February 11, 2010

The Prodigal Son


The Prodigal Son is my favorite of Jesus’ parables. It always has been. I think it’s the picture of the father disgracing himself as he runs down the road to meet his bonehead of a son while he’s still “a long way off” that I love.
Even though that’s the part of the story that I love so much, I think if I was a character in the story I’d be the older brother. You know, the one who gets all upset because his bonehead of a brother is getting a party thrown for him even though he’s been a complete jerk. I’m just like the older brother in a lot of troubling ways. I’ve never gone through a real rebellion of any kind in which I acted out against God or my family. In fact, I’ve pretty much followed the rules my whole life and never really gotten myself into too much trouble at all. That’s not the troubling part, though.
What I don’t like is that I think the older brother in the story has a valid point. I totally identify with him. He’s been good and obedient his whole life. He didn’t defy his father, waste his wealth, or make any super stupid choices. He just worked hard and wanted to know why he didn’t get a party every once in awhile. “C’mon, dad,” he’s saying, “This brother of mine treated you like dirt and now we’re having our very own Mardi Gras for him. I’ve treated you with nothing but loyalty and respect and I get nothing.” (New Revised Jake Version)
Then dad says, “Son, you have always been with me, and all that is mine is yours. But we had to celebrate and rejoice, for this brother of yours was dead and has begun to live, and was lost and has been found.”
The father’s response stirs two things in me: First, the father is pleased that the older brother has stayed with him. He even reminds the brother that everything the father has is also his. Second, the older brother seems to have forgotten (or never fully realized) how magnificent it is when one who is lost comes home. In fact, it’s even more than being lost and found; it’s that one was dead and is now alive.
In a lot of ways I completely take for granted the blessings that the Father has given to me. Somewhere in my subconscious it’s like I’m waiting for the really obvious blessings (like winning the lottery [an extra-special blessing since I don't play], getting a good job, getting to see my family more often, etc.) and I forget that I’m living them. Also, like the older brother I have come to minimize the excitement and importance that surrounds the acceptance of the Lord into the life of a non-believer.
I hope that if Jesus’ story kept going it would end like this: “The older brother then understood the importance of his brother’s homecoming. He went into the house to get his freak on with the rest of the party guests. Who knew fattened calf tasted so good!”

1 comment:

  1. Weird. I just took a nap. In my nap I had a dream and Joe Brummel was there. We stood in a circle and a bunch of Christians rambled about their concern for the world and then they started running around playing tag. I got really upset and was BAWLING to him about all the things in my head about Christianity.

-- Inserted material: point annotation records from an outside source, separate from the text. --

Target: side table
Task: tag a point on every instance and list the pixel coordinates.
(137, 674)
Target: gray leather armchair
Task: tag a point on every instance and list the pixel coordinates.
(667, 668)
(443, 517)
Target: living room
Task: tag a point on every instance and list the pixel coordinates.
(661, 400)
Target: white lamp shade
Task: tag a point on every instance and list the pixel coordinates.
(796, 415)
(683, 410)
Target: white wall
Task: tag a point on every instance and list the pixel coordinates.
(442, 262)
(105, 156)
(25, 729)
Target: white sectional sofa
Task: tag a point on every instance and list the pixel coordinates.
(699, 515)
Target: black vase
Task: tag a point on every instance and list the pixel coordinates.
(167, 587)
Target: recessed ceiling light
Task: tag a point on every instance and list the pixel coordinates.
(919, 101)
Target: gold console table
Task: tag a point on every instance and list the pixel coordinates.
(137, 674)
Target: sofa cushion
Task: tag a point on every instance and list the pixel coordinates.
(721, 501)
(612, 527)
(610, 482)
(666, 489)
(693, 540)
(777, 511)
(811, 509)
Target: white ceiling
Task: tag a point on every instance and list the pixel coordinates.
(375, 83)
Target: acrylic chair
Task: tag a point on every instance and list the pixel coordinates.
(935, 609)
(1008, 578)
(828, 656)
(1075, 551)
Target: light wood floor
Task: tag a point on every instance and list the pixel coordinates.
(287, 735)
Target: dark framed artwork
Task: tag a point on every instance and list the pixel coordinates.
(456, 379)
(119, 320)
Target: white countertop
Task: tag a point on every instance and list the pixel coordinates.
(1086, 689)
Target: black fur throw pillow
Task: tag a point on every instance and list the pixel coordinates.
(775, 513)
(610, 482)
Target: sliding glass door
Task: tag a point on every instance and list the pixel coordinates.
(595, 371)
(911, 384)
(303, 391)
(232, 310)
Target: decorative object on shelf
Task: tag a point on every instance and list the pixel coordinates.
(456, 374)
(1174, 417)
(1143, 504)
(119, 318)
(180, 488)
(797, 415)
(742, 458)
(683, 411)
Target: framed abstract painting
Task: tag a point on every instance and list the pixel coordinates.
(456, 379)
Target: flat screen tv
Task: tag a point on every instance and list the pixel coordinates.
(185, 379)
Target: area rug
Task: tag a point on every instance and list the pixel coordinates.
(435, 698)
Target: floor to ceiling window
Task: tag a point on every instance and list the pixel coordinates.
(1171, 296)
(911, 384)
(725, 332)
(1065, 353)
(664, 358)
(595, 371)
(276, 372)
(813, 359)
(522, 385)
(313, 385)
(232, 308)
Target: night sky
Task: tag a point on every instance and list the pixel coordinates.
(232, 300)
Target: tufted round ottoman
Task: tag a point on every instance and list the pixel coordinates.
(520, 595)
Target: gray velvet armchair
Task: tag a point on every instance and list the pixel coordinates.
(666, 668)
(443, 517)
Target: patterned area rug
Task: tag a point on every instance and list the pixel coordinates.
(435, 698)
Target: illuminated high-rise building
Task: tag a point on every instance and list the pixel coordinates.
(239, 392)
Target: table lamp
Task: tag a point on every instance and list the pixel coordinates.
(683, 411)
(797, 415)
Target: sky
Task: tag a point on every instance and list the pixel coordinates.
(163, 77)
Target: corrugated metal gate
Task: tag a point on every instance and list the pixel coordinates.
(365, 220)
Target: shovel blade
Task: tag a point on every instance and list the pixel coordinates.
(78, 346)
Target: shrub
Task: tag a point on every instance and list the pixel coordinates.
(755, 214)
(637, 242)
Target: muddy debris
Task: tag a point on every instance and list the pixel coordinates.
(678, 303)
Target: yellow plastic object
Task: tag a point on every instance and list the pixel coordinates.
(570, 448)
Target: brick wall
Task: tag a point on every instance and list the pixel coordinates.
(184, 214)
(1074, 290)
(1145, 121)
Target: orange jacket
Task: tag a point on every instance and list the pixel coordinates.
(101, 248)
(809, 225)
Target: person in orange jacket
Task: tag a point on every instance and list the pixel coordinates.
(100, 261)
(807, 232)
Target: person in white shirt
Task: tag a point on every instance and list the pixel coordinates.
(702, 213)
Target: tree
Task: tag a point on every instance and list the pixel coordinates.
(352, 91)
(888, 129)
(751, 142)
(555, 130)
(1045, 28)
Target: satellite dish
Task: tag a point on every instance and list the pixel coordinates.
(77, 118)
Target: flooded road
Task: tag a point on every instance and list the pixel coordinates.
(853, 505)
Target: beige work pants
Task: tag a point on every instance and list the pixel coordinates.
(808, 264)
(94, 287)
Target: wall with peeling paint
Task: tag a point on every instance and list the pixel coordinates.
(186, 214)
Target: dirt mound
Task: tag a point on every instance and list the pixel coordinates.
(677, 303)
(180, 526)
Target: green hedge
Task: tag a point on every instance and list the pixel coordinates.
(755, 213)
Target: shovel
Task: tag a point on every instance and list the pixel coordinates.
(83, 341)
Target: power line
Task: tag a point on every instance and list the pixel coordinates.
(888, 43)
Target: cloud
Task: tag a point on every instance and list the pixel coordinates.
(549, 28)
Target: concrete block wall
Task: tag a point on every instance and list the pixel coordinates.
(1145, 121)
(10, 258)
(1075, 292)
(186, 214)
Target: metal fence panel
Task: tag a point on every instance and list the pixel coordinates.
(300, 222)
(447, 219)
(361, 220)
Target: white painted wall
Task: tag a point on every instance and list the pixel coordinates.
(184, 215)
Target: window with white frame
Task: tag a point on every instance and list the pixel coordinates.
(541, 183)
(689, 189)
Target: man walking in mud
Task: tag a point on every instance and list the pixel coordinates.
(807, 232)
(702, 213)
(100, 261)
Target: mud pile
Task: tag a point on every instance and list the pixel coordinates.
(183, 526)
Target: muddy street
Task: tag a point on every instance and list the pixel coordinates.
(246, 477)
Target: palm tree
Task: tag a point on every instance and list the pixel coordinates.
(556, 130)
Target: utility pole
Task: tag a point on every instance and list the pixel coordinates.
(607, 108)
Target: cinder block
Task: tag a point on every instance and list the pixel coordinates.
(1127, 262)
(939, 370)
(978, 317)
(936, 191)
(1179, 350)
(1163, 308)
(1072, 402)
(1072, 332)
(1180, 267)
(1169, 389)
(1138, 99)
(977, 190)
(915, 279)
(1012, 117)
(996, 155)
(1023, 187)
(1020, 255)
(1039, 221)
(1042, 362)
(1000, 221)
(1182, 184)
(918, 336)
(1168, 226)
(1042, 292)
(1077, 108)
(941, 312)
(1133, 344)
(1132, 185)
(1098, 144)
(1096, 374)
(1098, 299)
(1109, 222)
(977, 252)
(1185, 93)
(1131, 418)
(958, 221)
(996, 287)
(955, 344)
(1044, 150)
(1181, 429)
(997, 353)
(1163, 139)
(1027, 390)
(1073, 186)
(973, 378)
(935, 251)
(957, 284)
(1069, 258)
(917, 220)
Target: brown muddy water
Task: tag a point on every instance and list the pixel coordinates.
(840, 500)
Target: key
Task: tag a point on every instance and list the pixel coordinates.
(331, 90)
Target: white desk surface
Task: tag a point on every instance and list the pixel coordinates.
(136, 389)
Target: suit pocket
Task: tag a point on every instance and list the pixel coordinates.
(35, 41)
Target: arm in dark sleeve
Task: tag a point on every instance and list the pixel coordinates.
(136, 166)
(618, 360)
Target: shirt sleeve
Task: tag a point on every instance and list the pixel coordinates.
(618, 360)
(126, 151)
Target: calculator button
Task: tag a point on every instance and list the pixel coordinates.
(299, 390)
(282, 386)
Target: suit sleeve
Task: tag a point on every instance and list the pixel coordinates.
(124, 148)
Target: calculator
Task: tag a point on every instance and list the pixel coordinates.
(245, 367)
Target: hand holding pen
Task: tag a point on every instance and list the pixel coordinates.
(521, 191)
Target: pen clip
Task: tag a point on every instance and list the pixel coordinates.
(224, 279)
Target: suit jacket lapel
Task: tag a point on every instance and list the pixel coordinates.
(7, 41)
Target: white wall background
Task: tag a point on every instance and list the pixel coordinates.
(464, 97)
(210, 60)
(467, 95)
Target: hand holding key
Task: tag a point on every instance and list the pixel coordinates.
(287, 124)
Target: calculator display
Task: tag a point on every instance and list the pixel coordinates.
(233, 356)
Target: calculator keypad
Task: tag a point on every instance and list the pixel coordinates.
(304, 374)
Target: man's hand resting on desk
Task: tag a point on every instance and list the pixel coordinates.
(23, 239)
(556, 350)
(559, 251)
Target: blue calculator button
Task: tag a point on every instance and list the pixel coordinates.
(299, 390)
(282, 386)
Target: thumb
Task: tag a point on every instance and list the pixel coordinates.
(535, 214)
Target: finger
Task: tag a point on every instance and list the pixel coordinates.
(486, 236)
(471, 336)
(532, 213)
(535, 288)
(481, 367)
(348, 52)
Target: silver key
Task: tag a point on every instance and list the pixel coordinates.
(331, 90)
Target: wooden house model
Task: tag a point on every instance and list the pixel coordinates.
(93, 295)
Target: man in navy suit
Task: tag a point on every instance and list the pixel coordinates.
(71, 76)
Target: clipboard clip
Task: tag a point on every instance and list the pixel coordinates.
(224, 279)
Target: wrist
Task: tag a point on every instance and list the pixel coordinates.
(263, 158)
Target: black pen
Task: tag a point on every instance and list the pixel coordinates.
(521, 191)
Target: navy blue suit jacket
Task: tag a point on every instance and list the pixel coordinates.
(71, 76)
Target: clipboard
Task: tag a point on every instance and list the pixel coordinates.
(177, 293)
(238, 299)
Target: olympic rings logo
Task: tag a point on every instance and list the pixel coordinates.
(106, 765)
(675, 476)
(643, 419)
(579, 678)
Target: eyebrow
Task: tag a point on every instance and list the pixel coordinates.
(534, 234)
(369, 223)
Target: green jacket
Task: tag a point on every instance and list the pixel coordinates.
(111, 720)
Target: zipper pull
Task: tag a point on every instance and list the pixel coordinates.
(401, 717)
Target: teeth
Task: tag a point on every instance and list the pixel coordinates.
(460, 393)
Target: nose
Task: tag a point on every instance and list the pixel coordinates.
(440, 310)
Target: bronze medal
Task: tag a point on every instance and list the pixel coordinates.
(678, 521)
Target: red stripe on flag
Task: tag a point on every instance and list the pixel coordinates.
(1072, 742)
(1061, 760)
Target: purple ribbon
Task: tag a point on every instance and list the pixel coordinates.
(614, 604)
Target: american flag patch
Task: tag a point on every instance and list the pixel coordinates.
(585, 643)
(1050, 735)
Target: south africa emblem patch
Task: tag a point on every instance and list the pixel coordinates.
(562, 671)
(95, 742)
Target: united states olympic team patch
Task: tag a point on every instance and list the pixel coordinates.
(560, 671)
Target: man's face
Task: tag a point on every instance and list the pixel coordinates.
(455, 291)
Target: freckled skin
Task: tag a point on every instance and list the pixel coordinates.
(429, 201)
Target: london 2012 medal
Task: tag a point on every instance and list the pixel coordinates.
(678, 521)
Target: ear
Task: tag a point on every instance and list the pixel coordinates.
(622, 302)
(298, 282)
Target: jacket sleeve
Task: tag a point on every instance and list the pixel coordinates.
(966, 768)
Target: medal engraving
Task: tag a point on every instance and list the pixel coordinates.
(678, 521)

    It's weird because I read "prodigal son" on your blog and immediately remembered his telling of the story and how he wanted a picture of the dad's face and then Anna made him one.

    Of course that memory was probably fresh because of the dream but I'm pretty sure that is the most moving retelling I've heard of that story.

    Anyway... thought you should know? Or had to tell someone... either way.. MISS YOU.